Carmen and Sandburg’s housekeeper are the two main sources, whose accounts DuRose and Dunkin read. They heard more from some locals.
Dylan stopped in Flat Rock Feb. 6, 1964 — three days before The Beatles launched Beatlemania on The Ed Sullivan Show. Much was evolving musically and culturally, when the two scruffy-haired gents met in Flat Rock.

Dylan introduced himself to Sandburg as a “poet, too,” and was welcomed for a brief chat. They share artistic traits. Each often rambled in casual and even slang terms and bucked standard form in their works. They sought social change, and experienced poverty as young men. Sandburg rode trains as a hobo, circa 1900. Dylan was homeless in NYC, circa 1960. Both exuded a lifelong restless spirit. Sen. Adlai Stevenson once hailed Sandburg’s “restlessness of the seeker, the questioner, the explorer of far horizons, the hunger that is never satisfied.”

Last week was the popular national park’s 51st anniversary week. The park was authorized on Oct. 17, 1968, a year after Carl Sandburg (1878-1967) died.

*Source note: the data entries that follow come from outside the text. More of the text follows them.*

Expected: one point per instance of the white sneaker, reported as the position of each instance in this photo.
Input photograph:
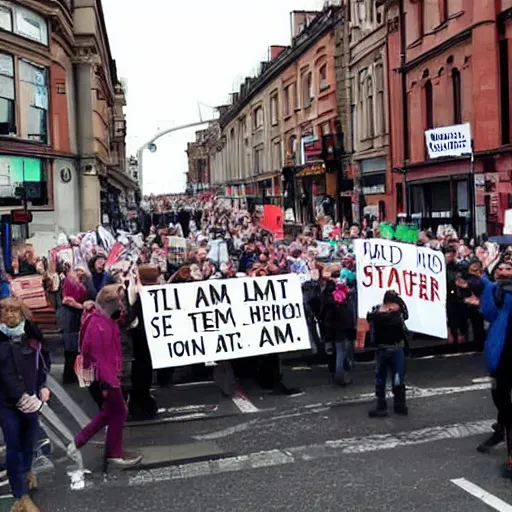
(128, 461)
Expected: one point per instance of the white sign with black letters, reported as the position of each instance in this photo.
(217, 320)
(449, 141)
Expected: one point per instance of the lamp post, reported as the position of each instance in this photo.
(151, 146)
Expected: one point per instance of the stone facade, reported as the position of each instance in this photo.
(199, 158)
(368, 133)
(282, 117)
(63, 125)
(456, 67)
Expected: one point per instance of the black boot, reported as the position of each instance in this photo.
(497, 437)
(507, 469)
(399, 405)
(381, 409)
(69, 375)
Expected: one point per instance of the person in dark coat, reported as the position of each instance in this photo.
(141, 405)
(338, 319)
(24, 365)
(496, 307)
(389, 334)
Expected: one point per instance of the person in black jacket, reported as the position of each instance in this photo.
(389, 334)
(24, 366)
(338, 320)
(141, 405)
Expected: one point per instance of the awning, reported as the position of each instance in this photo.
(317, 169)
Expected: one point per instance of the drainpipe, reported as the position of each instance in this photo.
(405, 110)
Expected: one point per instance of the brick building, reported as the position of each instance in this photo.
(279, 134)
(199, 154)
(454, 69)
(62, 127)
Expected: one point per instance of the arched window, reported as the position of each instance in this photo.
(370, 105)
(457, 97)
(429, 105)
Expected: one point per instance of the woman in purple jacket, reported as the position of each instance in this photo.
(101, 352)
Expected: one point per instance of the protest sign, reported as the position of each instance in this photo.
(418, 274)
(217, 320)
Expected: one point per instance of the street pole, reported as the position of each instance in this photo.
(140, 151)
(473, 190)
(25, 201)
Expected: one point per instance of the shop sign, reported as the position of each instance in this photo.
(449, 141)
(374, 189)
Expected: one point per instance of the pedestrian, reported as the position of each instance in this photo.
(338, 319)
(496, 307)
(142, 405)
(389, 334)
(24, 365)
(101, 352)
(76, 294)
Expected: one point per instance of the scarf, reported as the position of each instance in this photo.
(13, 332)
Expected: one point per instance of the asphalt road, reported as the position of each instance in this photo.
(316, 451)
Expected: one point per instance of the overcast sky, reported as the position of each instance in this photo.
(176, 54)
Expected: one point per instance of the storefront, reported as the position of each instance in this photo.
(311, 188)
(440, 201)
(372, 174)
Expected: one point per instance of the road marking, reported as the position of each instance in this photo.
(194, 384)
(243, 403)
(188, 409)
(482, 380)
(482, 495)
(329, 449)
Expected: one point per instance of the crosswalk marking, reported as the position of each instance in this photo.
(243, 403)
(481, 494)
(306, 453)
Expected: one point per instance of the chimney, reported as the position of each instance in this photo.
(275, 51)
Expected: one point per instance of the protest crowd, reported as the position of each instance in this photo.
(95, 281)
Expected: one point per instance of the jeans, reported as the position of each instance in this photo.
(20, 432)
(113, 413)
(392, 362)
(342, 361)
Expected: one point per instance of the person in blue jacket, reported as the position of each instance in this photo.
(496, 307)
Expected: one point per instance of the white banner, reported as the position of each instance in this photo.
(217, 320)
(449, 141)
(418, 274)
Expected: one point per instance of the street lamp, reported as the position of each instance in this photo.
(152, 148)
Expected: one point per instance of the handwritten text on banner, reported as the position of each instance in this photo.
(217, 320)
(418, 274)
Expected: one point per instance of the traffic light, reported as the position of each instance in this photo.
(20, 217)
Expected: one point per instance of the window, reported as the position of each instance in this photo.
(323, 78)
(399, 197)
(421, 18)
(258, 160)
(20, 175)
(292, 148)
(380, 104)
(30, 25)
(7, 106)
(286, 104)
(276, 155)
(307, 90)
(274, 109)
(258, 118)
(429, 105)
(457, 98)
(443, 8)
(5, 18)
(33, 102)
(370, 116)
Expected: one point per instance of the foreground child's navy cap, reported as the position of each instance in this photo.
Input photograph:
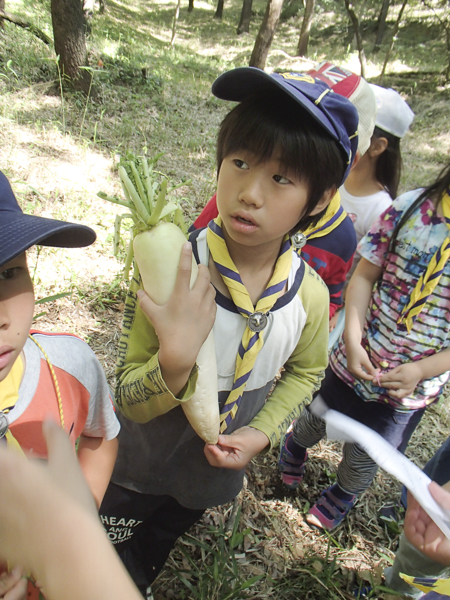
(332, 111)
(18, 231)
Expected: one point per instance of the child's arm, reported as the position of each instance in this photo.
(97, 457)
(155, 374)
(236, 450)
(357, 300)
(402, 381)
(183, 324)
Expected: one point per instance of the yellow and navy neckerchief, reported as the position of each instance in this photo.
(428, 280)
(9, 394)
(253, 337)
(333, 217)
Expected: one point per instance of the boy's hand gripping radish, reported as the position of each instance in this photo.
(157, 245)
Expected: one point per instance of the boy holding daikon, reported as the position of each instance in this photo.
(281, 153)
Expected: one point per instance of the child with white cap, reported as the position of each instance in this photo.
(47, 375)
(373, 182)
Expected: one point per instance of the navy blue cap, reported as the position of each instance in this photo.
(333, 112)
(19, 231)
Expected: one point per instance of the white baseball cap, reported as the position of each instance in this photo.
(393, 113)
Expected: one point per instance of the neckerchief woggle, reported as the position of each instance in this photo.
(428, 280)
(253, 337)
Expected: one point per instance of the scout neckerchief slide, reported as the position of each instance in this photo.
(333, 217)
(9, 394)
(428, 280)
(252, 340)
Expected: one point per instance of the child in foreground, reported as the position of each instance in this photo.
(394, 358)
(48, 375)
(55, 531)
(281, 153)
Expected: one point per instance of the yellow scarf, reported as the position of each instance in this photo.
(9, 394)
(252, 340)
(428, 280)
(428, 584)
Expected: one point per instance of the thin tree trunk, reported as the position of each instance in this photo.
(381, 24)
(266, 33)
(391, 46)
(175, 21)
(302, 48)
(32, 28)
(447, 40)
(246, 15)
(70, 45)
(219, 10)
(359, 43)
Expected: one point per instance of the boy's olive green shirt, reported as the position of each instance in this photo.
(159, 453)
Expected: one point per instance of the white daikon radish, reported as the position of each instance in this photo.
(156, 247)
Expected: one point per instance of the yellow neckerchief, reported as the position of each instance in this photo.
(333, 217)
(428, 280)
(428, 584)
(9, 394)
(252, 340)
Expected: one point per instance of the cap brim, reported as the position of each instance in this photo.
(237, 84)
(18, 232)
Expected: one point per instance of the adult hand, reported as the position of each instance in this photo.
(402, 381)
(236, 450)
(29, 488)
(13, 585)
(422, 531)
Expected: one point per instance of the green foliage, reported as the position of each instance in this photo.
(217, 575)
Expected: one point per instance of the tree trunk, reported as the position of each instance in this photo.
(219, 10)
(391, 46)
(175, 21)
(266, 33)
(70, 45)
(302, 48)
(246, 15)
(381, 28)
(359, 44)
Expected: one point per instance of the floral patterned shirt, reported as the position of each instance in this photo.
(388, 344)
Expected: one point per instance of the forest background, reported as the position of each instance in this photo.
(148, 91)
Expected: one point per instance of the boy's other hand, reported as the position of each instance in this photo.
(358, 362)
(236, 450)
(13, 585)
(422, 531)
(402, 381)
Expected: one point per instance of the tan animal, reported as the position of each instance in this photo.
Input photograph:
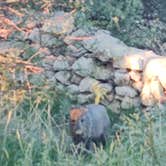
(89, 125)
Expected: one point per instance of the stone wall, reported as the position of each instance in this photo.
(95, 60)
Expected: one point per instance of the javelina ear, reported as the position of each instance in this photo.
(75, 113)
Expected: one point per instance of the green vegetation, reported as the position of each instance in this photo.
(35, 132)
(34, 115)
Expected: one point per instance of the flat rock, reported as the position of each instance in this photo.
(105, 46)
(135, 76)
(102, 73)
(86, 84)
(63, 77)
(121, 78)
(128, 103)
(35, 35)
(84, 66)
(61, 63)
(60, 23)
(85, 98)
(126, 91)
(134, 59)
(73, 88)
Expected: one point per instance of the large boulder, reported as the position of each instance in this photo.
(84, 66)
(60, 23)
(104, 46)
(126, 91)
(154, 78)
(134, 59)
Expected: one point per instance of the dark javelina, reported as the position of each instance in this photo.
(90, 125)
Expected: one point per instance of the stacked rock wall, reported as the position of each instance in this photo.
(95, 62)
(124, 73)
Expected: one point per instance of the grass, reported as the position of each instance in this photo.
(35, 132)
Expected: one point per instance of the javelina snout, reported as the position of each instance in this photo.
(83, 126)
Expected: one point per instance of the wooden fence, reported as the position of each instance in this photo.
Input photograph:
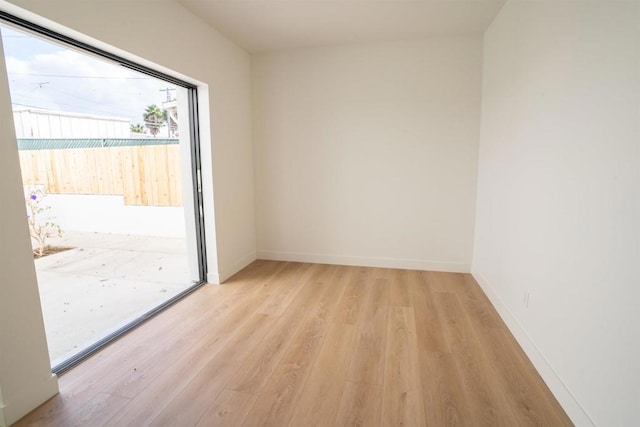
(147, 175)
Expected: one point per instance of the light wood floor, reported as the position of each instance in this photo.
(301, 344)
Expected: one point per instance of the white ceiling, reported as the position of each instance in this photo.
(268, 25)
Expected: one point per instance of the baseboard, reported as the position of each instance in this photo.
(567, 400)
(408, 264)
(220, 276)
(29, 399)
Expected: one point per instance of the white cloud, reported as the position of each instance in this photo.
(51, 80)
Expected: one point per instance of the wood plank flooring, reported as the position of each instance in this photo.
(305, 344)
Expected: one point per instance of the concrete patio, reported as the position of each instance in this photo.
(106, 281)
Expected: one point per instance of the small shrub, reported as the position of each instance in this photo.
(41, 226)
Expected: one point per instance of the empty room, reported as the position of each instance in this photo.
(397, 213)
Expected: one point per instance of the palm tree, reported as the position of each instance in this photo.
(137, 128)
(154, 118)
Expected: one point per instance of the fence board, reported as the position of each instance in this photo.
(145, 175)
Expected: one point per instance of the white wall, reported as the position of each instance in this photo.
(25, 374)
(367, 154)
(34, 123)
(558, 211)
(201, 55)
(93, 213)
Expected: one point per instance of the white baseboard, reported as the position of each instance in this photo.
(217, 277)
(408, 264)
(567, 400)
(29, 399)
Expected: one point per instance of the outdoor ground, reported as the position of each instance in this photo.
(104, 282)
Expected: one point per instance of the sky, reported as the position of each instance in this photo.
(44, 74)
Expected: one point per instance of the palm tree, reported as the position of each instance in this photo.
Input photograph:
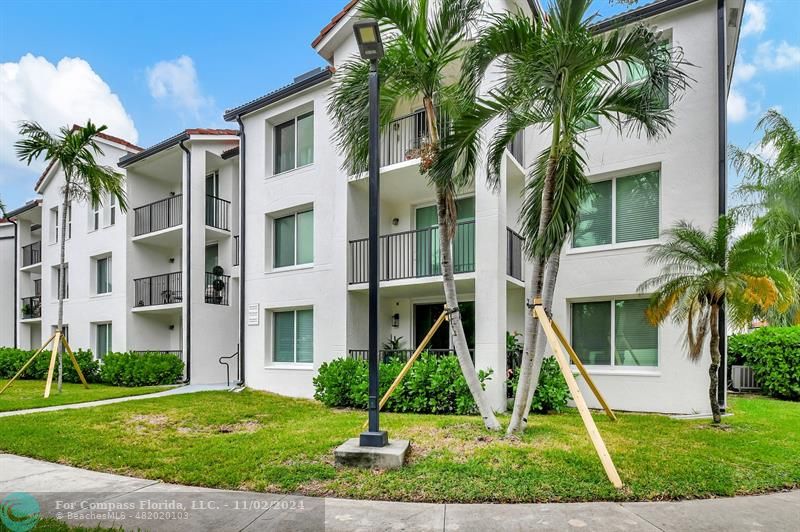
(770, 191)
(74, 150)
(559, 76)
(701, 272)
(423, 42)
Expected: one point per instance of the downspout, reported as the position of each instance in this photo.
(722, 191)
(242, 240)
(187, 300)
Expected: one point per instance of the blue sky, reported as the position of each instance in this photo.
(153, 68)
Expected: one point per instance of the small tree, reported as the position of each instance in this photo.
(74, 150)
(701, 272)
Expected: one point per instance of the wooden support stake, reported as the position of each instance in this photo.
(74, 362)
(28, 363)
(575, 360)
(586, 415)
(49, 383)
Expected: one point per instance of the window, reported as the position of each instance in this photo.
(625, 209)
(294, 239)
(631, 342)
(293, 336)
(294, 143)
(103, 275)
(102, 340)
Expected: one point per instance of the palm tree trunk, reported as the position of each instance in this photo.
(713, 369)
(534, 286)
(549, 289)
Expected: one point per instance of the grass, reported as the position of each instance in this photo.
(263, 442)
(24, 394)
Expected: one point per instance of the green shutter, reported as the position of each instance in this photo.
(305, 335)
(305, 237)
(283, 342)
(591, 332)
(637, 207)
(594, 218)
(635, 338)
(284, 241)
(305, 139)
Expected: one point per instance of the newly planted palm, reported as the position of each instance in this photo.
(74, 150)
(701, 272)
(422, 44)
(558, 76)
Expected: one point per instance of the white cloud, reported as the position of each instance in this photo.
(67, 93)
(175, 83)
(755, 18)
(784, 56)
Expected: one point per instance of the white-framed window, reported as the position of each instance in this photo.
(293, 336)
(294, 143)
(103, 275)
(293, 239)
(614, 333)
(102, 341)
(620, 210)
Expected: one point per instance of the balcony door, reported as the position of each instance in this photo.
(427, 224)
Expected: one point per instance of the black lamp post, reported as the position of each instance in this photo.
(368, 36)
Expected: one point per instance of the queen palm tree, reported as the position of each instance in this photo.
(558, 77)
(701, 271)
(74, 150)
(423, 43)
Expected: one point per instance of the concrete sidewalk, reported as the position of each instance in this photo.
(87, 498)
(178, 390)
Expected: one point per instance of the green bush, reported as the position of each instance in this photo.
(141, 369)
(434, 385)
(552, 392)
(774, 355)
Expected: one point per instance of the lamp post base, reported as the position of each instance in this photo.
(373, 439)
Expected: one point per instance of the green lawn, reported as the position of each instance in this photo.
(24, 394)
(258, 441)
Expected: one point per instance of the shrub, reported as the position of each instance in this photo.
(774, 355)
(552, 392)
(141, 369)
(434, 385)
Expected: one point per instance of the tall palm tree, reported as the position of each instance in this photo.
(770, 191)
(701, 271)
(74, 150)
(423, 43)
(558, 77)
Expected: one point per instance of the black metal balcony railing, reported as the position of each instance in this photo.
(158, 215)
(217, 288)
(515, 265)
(31, 307)
(405, 136)
(158, 289)
(217, 212)
(412, 254)
(32, 254)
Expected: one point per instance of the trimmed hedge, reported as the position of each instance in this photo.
(774, 355)
(434, 385)
(119, 369)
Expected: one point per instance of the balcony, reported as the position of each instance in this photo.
(159, 215)
(31, 308)
(164, 289)
(515, 264)
(217, 288)
(413, 254)
(217, 210)
(32, 254)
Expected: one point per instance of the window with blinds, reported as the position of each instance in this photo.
(624, 209)
(634, 339)
(293, 336)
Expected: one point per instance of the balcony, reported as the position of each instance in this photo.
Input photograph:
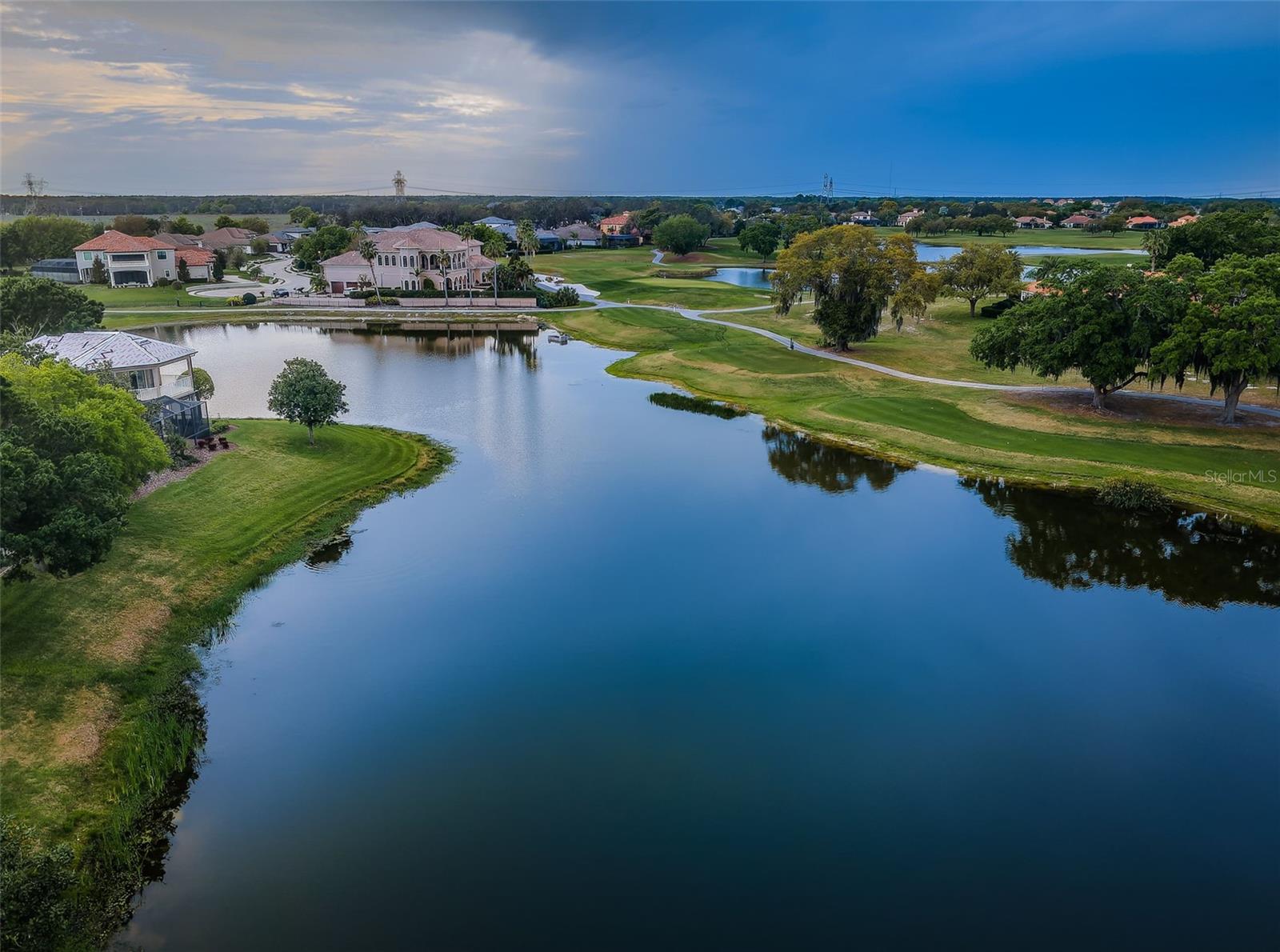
(178, 388)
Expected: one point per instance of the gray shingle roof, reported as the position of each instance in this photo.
(91, 348)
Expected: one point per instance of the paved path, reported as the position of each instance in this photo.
(690, 314)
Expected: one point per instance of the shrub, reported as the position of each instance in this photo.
(1133, 495)
(178, 450)
(561, 297)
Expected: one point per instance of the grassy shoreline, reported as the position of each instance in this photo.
(100, 718)
(974, 433)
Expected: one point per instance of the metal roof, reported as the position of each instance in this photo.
(122, 350)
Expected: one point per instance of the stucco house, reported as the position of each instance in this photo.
(580, 236)
(130, 260)
(414, 258)
(157, 373)
(200, 262)
(224, 238)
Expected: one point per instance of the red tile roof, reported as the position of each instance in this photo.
(118, 241)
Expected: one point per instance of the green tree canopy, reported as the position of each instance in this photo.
(759, 237)
(1102, 322)
(305, 393)
(35, 306)
(323, 243)
(853, 277)
(680, 234)
(1222, 233)
(1230, 332)
(981, 270)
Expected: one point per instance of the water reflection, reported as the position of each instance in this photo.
(799, 458)
(1194, 559)
(330, 552)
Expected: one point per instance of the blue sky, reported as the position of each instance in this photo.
(918, 98)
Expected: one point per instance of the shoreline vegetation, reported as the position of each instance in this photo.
(976, 433)
(102, 721)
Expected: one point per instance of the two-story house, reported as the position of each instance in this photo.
(414, 258)
(130, 258)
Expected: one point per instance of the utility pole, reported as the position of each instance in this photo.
(35, 190)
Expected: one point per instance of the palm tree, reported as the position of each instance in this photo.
(1155, 243)
(526, 237)
(445, 277)
(369, 251)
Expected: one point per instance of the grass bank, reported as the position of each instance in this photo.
(99, 715)
(973, 431)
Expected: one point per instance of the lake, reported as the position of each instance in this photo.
(634, 678)
(759, 278)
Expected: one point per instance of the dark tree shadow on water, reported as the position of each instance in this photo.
(799, 458)
(1075, 542)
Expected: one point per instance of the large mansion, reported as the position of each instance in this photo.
(414, 258)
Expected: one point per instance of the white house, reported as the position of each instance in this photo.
(414, 258)
(128, 258)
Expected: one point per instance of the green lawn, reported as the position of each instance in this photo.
(973, 431)
(147, 297)
(93, 663)
(1059, 237)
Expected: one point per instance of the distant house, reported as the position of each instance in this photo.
(157, 373)
(224, 238)
(580, 236)
(200, 262)
(616, 224)
(57, 270)
(130, 260)
(414, 258)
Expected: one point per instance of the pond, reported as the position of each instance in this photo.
(630, 677)
(759, 277)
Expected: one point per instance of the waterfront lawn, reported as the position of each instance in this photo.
(629, 275)
(981, 433)
(144, 297)
(91, 662)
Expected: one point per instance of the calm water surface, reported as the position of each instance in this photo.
(637, 678)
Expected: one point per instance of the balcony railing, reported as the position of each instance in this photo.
(177, 388)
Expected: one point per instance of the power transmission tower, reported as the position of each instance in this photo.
(35, 190)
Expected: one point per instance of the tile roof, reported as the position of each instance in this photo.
(112, 241)
(227, 237)
(176, 239)
(91, 348)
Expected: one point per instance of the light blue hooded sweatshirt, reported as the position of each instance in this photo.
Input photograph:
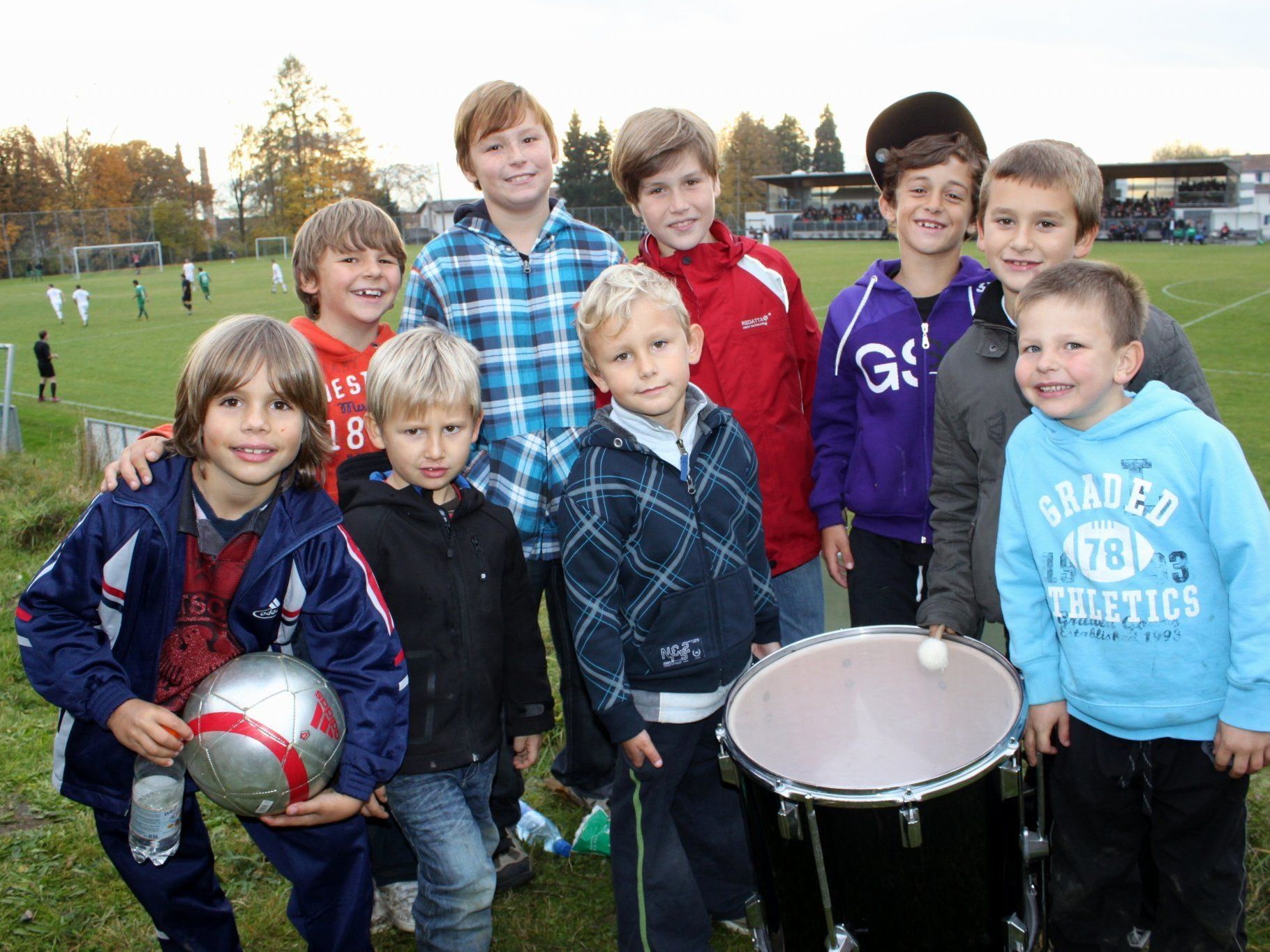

The other special event in the 200-seat amphitheater was on Saturday. That morning, 36 people took turns reading Sandburg’s 700-page The Complete Poems page by page, for up to five minutes each. The book won a Pulitzer Prize, in 1951.

It has Sandburg’s poems from 1916-50 starting with his brisk description of Chicago industrial life.

The inter-active celebration had “Sandburg’s poems spoken out loud, at his home, by the people he championed,” Supt. Polly Angelakis said. She said Sandburg poetry reading will resume, likely with another session in spring. Angelakis has been superintendent for a year and half, since May 2018.
The Friends of Carl Sandburg at Connemara’s donations pay for such programming.

The outdoor venue opened a year ago. It is nestled in woods near the front entrance, off to the right up the dirt path from the parking lot. The initial amphitheater was on the antebellum house’s front lawn, atop a steep hill.
The outdoor theater should soon get a “medium-tension fabric” netting to shield the audience from sun and lessen rainfall as tree branches do, Angelakis told The Tribune. She said a pavilion would be much costlier, and more obtrusive to the natural setting.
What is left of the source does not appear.